By Martha Steger
Special to the Eastern Shore Post
Imagine an early 17th-century woman in England making the decision to travel across the Atlantic Ocean to an unknown land: The question, “Should I go, or should I stay?” is an eye-catching, thought-provoking introduction to Jamestown Settlement’s new exhibition, “Tenacity: Women in Jamestown and Early Virginia.” The decisions the women made more than 400 years ago helped shape democracy, diversity, and the notion of opportunity in what became the United States.
They first came as two brave Englishwomen in the fall of 1608 – Mistress Forest, who traveled with her husband but shortly died, leaving her 14-year-old handmaid, Anne Burras, as the only woman among an estimated 198 men at James Fort.

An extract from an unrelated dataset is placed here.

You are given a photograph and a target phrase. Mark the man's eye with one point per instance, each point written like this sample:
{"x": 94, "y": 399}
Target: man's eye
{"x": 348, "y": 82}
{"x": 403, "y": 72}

Other women were Indians in the Powhatan Confederation, who helped the first permanent English colonists in the New World survive with baskets and ceramic bowls of foodstuffs — though Indian women later faced abduction and enslavement as Englishmen broke their own laws guarding against such actions.
Important artifacts, interactive text, and reenacted conversations and thoughts of 17th-century women in videos are part of the 400th anniversary commemoration of significant 1619 Virginia events; the exhibition will last through 2019. It brings to life some of the dynamic women from different cultures who proved indispensable to the settlement at Jamestown — women such as Cockacoeske, queen of the Pamunkey; and Elizabeth Dunthorne, one of very few female planters who qualified through her indenture for 100 acres of land (though under law, her husband could assume control of his wife’s holdings).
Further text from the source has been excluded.